Life is difficult enough with putting our passive-aggressive thoughts out there for all to see and ultimately be brought down by. Because negativity doesn't beget change, it begets only more negativity.

So, I am turning over a new leaf. I am pledging to refrain from clicking on anything that looks like an open letter post -- overt or otherwise. And if I find myself reading something like it, I will stop and go pick up my Bible and read 1 Corinthians 13 and other encouraging words to replace the negative ones.

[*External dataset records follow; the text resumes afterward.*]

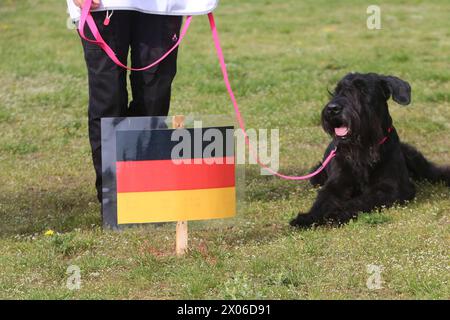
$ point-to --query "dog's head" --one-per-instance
(358, 112)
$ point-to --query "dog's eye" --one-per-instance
(332, 94)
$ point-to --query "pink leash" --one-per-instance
(86, 17)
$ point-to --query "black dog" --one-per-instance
(372, 168)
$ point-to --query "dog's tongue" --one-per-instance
(341, 132)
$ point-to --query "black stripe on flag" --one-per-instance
(136, 145)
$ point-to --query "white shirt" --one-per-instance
(166, 7)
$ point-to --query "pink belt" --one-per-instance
(86, 18)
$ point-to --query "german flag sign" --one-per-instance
(164, 175)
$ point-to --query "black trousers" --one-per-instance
(149, 37)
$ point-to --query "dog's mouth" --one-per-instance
(342, 132)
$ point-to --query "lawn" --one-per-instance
(282, 56)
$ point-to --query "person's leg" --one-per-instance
(108, 96)
(152, 36)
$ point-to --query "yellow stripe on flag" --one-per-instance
(181, 205)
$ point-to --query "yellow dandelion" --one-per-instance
(49, 233)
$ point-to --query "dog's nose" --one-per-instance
(334, 108)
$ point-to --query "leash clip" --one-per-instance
(108, 18)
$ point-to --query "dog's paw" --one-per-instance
(302, 221)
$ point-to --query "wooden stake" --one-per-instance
(182, 228)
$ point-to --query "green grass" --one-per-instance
(282, 57)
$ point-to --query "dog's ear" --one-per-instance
(399, 89)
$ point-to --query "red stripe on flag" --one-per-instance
(163, 175)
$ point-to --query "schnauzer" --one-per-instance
(372, 168)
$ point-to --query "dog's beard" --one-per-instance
(356, 135)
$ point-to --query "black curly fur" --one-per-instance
(365, 174)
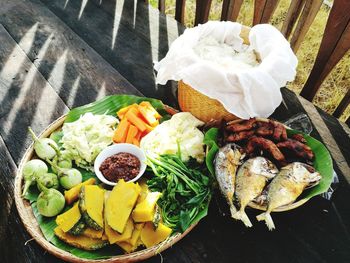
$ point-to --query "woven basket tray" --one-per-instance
(200, 105)
(30, 223)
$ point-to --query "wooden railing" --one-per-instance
(299, 17)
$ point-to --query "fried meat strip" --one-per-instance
(264, 129)
(239, 136)
(266, 145)
(299, 137)
(300, 149)
(280, 132)
(241, 126)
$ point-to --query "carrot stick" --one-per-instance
(135, 120)
(148, 116)
(121, 131)
(131, 134)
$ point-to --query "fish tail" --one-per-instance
(241, 215)
(266, 216)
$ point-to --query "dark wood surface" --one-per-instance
(55, 55)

But before I do, I'd like to send off one last open letter of my own:


Dear Open Letter, 
I cannot wait until your popularity fades and you settle into the obscurity of time. Your subject matter is vague and passive-aggressive and you sway public opinion too easily. Most often you come off as superior and judgmental and make me feel bad. 
The current over-used format of you in social media also makes me feel bad about the state of the world. I would much rather read your cousin, Editorial, or estranged-relative, Reliable News Sourced Article. 
I confess I will not miss you when you are gone. Wherever you go, please feel free to stay there. 
Sincerely,
So Done With You

Saturday, May 2, 2015

...and it is well with me




Today I had the privilege of sitting with my beautiful friend, Leah, who is literally struggling to breathe without assistance.

After some time of reading together, and listening to worship music, etc, it was time for the respiratory tech to come and try taking her off the machine to allow her lungs to work on their own and work towards getting off the ventilator.

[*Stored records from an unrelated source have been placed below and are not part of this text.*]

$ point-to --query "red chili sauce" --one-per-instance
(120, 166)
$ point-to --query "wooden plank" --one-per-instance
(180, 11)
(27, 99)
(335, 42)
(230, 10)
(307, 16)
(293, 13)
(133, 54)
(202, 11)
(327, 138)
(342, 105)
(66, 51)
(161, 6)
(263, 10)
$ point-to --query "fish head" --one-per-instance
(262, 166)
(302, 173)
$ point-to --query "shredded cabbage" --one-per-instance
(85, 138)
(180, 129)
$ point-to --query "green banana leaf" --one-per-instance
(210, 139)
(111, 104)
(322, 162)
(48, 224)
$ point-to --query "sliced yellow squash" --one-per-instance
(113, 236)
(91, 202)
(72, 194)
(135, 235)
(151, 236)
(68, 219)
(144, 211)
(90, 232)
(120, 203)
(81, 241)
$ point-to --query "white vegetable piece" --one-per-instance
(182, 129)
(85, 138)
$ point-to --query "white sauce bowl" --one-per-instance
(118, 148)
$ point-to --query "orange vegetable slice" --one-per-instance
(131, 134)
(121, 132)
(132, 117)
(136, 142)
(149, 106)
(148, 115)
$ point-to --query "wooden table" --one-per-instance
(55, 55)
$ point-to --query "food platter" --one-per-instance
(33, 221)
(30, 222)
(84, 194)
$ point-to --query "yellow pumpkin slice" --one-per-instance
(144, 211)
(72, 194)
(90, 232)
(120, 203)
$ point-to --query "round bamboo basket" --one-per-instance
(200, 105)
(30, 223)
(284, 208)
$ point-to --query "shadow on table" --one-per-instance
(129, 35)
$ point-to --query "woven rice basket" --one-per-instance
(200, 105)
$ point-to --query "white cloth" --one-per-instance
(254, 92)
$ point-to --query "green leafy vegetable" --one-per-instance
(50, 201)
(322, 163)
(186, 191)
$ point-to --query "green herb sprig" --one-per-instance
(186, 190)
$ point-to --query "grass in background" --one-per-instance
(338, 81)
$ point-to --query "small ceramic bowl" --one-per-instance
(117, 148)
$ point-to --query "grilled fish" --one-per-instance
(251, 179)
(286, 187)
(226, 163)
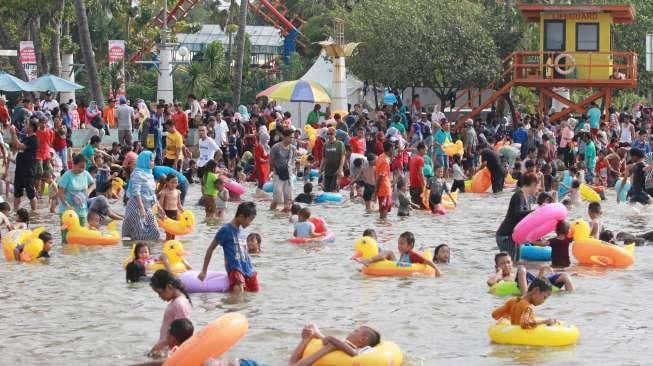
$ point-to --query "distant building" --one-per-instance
(267, 43)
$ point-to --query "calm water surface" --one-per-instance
(78, 310)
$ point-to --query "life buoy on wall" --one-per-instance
(570, 64)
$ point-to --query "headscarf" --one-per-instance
(142, 173)
(264, 139)
(244, 114)
(143, 162)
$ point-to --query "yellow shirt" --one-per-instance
(174, 142)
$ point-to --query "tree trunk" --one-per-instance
(7, 43)
(35, 31)
(87, 52)
(55, 52)
(240, 52)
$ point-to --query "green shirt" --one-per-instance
(399, 126)
(314, 117)
(88, 152)
(333, 153)
(209, 185)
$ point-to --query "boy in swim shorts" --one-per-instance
(238, 264)
(504, 272)
(359, 341)
(407, 254)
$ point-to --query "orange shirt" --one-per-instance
(109, 115)
(519, 311)
(382, 169)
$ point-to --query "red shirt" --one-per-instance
(415, 167)
(415, 257)
(4, 113)
(44, 138)
(357, 145)
(58, 142)
(181, 123)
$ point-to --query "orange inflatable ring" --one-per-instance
(481, 181)
(211, 342)
(594, 252)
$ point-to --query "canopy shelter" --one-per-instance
(11, 83)
(53, 83)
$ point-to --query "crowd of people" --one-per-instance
(392, 156)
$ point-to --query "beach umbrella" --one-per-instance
(54, 84)
(297, 91)
(9, 82)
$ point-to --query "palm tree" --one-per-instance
(87, 51)
(240, 51)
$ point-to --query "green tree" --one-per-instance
(445, 46)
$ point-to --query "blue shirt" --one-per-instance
(162, 170)
(75, 186)
(594, 115)
(642, 145)
(520, 136)
(441, 137)
(235, 255)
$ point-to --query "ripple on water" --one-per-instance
(78, 310)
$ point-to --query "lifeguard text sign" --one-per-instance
(576, 16)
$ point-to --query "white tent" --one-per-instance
(322, 73)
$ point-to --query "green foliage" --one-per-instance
(435, 45)
(525, 99)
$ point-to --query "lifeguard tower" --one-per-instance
(575, 53)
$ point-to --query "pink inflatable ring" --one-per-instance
(539, 223)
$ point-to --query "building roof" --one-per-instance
(264, 39)
(624, 14)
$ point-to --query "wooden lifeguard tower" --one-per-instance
(575, 53)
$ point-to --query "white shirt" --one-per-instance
(48, 106)
(195, 109)
(207, 147)
(221, 128)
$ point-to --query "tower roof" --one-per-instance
(624, 14)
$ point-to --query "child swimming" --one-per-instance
(520, 310)
(560, 246)
(504, 272)
(359, 341)
(305, 228)
(307, 196)
(407, 255)
(441, 254)
(594, 212)
(238, 264)
(171, 290)
(253, 243)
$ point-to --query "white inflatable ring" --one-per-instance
(569, 66)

It's a struggle for her because of fluid that has built up around and in her lungs. The tech described it as trying to do a hard core work out but only being able to breathe through a straw.

As you can imagine, facing this, Leah was a bit nervous. But determined. So determined.

As we waited for the tubes to be unplugged and for the test to begin, this song came on and I got to witness what was one of the most beautiful moments I have had the pleasure to see firsthand.

I have a special handful that I keep close to my heart and I bring these mental snapshots out from time to time and reminisce and rejoice over them. This one joins them.

Let me see if I can paint the picture for you...

As we both sat there waiting, I reached over and somehow stumbled upon this song ...and by "stumbled," I mean God found it for us. (I encourage you to play it and listen as you continue to read and then you'll have the full picture of this moment....)





...this beautiful moment where my friend lay in a hospital bed with myriad tubes and monitors connected to her precious body.

This moment of bravery as she prepared to do battle with her lungs.

This moment where more than anything she just want to be done already and home with her boys.

This is the moment my beautiful friend with a beautiful voice -- a voice that has been temporarily silenced, looked at me and made a heart with her two hands (she loves this song!) and then lifted her hand toward heaven and used it to pass back and forth across her body in worship.

This was a moment where the ugly beautiful of this life pierced my heart. Because if anyone has a reason to rage and complain, it's her. Instead, she chose to lift her hand and "sing,"

"through it all, through it all, my eyes are on you,
and through it all...it is well,
through it all, through it all, my eyes are one you,
and it is well with me"

And yes, I cried those tears...those tears that just leak out of our humanly fragile eyes that are part sorrow, but mostly full of awe at the grace of God for a beautifully profound moment.

I cried for Leah. I cried me for me. I cried because no matter if it's a hospital bed or a bed of depression, an empty bank account or an empty home, the truth is....it is well.

It absolutely is.

--

Leah...you will never know how much that moment touched my soul and how much I love and admire your tenacity of faith and spirit. "This mountain that is in front of you WILL be thrown into the midst of the sea!" I know that as you continue to plant your feet and stand on Christ the Rock, He will resurrect your very breath. And I believe that one day, not too far away, you will STAND and you will SING this song with your breath and lungs. I just want to be there when you do!